Бебий не ответил, отвернулся. Сегестий подозвал Дима, положил руку ему на плечо. Парнишка невольно сгорбился под тяжестью, но сразу осмелел и заявил.
— Матидия продала Марцию. Хозяин горюет.
— Горюешь? — обратился Сегестий к Бебию.
— Есть немного.
— Немного? — не поверил центурион и, заметив, с какой силой молодой человек сжал челюсти, поволок его за руку в сторону.
Так, не глядя, наткнулся на спину Квинта Лета. Тот мгновенно рассвирепел, повернулся, но, заметив удрученного Бебия и не менее озабоченного Сегестия уже спокойнее предупредил.
— Смотреть надо… Что это с ним? — кивнул трибун на Бебия.
Сегестий пожал плечами.
— Так…
— От меня мог бы не таиться, — упрекнул Бебия Квинт.
Ответил Сегестий.
— Рабыня у них была…
Он глянул на Бебия, мол, можно ли продолжать? Тот не ответил, тогда центурион объяснил.
— Ну, Бебий сошелся с ней, а Матидия продала ее.
— Ну, и в чем беда? В Риме обнаружилась нехватка рабынь?
— Ты не понимаешь… — начал было Бебий.
— Отчего же. Выходит, девчонка так зацепила твое сердце, что ты места себе найти не можешь? Вот что, — он подхватил Бебия под другую руку и поволок в свободное помещение. — Расскажи все, как есть. Мне это, когда насчет любви, страшно интересно.
Бебий коротко поведал о том, как вернулся домой, как встретил Марцию, рассказал об их короткой, но «бурной» страсти. Поведал о ссоре с матерью, настаивавшей на скорейшей женитьбе и непременной продаже Марции. Чем больше говорил, тем сильнее распалялся. Прежний боевой настрой охватил его. Квинт и Сегестий едва сумели удержать Бебия, который уже был готов мчаться к дому Уммидия Квадрата и вырвать девчонку из рук этого лысого развратника.
— Только себе хуже сделаешь, — предупредил его Квинт. — В этом деле голову потерять раз плюнуть, а она у тебя вон какая видная, кудрявая.
Он помолчал, потом недоверчиво скривился.
— И стоит ли рабыня таких хлопот? Небось, какая-нибудь стриженная грязная молодуха. Ты с ней спишь, а она в самый интересный момент чесноком отрыгивает.
Бебий побледнел, схватился было за рукоять меча, потом также быстро успокоился.

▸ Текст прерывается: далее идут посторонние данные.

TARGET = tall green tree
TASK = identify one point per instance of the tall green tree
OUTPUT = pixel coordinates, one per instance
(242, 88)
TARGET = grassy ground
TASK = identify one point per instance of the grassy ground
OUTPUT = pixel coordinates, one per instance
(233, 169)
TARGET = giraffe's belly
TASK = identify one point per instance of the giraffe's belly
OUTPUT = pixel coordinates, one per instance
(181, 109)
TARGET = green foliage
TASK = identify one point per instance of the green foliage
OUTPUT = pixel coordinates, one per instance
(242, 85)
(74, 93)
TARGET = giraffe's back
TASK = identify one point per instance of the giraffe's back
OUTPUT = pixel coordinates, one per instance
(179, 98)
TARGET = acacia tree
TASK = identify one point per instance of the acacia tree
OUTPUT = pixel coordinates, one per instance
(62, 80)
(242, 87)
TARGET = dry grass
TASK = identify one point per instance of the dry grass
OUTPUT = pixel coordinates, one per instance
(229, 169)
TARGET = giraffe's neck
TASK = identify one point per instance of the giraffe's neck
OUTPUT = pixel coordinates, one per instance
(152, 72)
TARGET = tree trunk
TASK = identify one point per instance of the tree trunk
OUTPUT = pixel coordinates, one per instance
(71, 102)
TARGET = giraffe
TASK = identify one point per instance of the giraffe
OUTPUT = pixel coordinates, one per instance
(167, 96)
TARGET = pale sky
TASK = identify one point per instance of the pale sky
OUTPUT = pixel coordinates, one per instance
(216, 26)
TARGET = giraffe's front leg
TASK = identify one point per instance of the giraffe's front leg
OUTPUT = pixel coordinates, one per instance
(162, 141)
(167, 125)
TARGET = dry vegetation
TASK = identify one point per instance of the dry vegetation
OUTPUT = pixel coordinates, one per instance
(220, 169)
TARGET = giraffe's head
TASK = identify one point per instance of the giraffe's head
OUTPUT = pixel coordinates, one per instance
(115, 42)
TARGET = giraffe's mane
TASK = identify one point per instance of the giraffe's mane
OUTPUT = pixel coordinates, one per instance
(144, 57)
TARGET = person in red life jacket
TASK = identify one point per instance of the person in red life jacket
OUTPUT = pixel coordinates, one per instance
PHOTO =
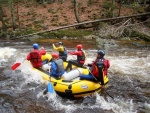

— Ты прав, Квинт. При этом она несведуща в благородной латыни и кроме «дай», «подай» ничего не знает. Хочешь взглянуть на ее портрет?
Квинт изумленно глянул на друга.
— Что я слышу! — воскликнул он. — Римский трибун заказывает портрет свой рабыни. О, Рим, ты действительно великий город!..
Бебий подозвал Дима, вытащил из сумы сверток, осторожно развязал завязки, снял оберточную бумагу, вытащил шкатулку. Дал взглянуть на крышку. Из рук не выпустил. Сегестий внимательно оглядел коробочку. Квинт Эмилий Лет провел пальцем по лакированной резной поверхности, затем вопросительно посмотрел на товарища.
Бебий наконец поднял крышку, развернул шкатулку таким образом, чтобы удобнее было рассмотреть портрет.
Несколько минут все молчали. Сегестий первый нарушил тишину, вздохнул.
— Небесный лик!
Квинт резко подернул головой.
— Беру свои слова назад! — потом гневно, даже с каким-то вызовом спросил. — Что же ты не приказал ей остричь волосы? Ах, какую птичку сумел спроворить лысый развратник. Эх ты, Бебий?
Лонг отвернул голову, признался.
— Знал бы, чем дело кончиться, в первый же день переоформил бы Марцию на себя и отослал во Флоренцию. Кто мог предположить, что так получиться.
— Теперь будешь утверждать, что жить без нее не можешь?
— Ничего утверждать не буду, а жить без нее не могу и не хочу. Признаюсь в худшем, Квинт, она ждет ребенка, а я проворонил. Сам не знаю, что со мной.
— Душа запела, — неожиданно вмешался Сегестий. — Тебе трудно, малыш, а ты утешься. Скорый суд не за горами, там и встретишься.
Два римлянина, принадлежавших к сословию всадников, переглянулись. Ответил Сегестию Квинт.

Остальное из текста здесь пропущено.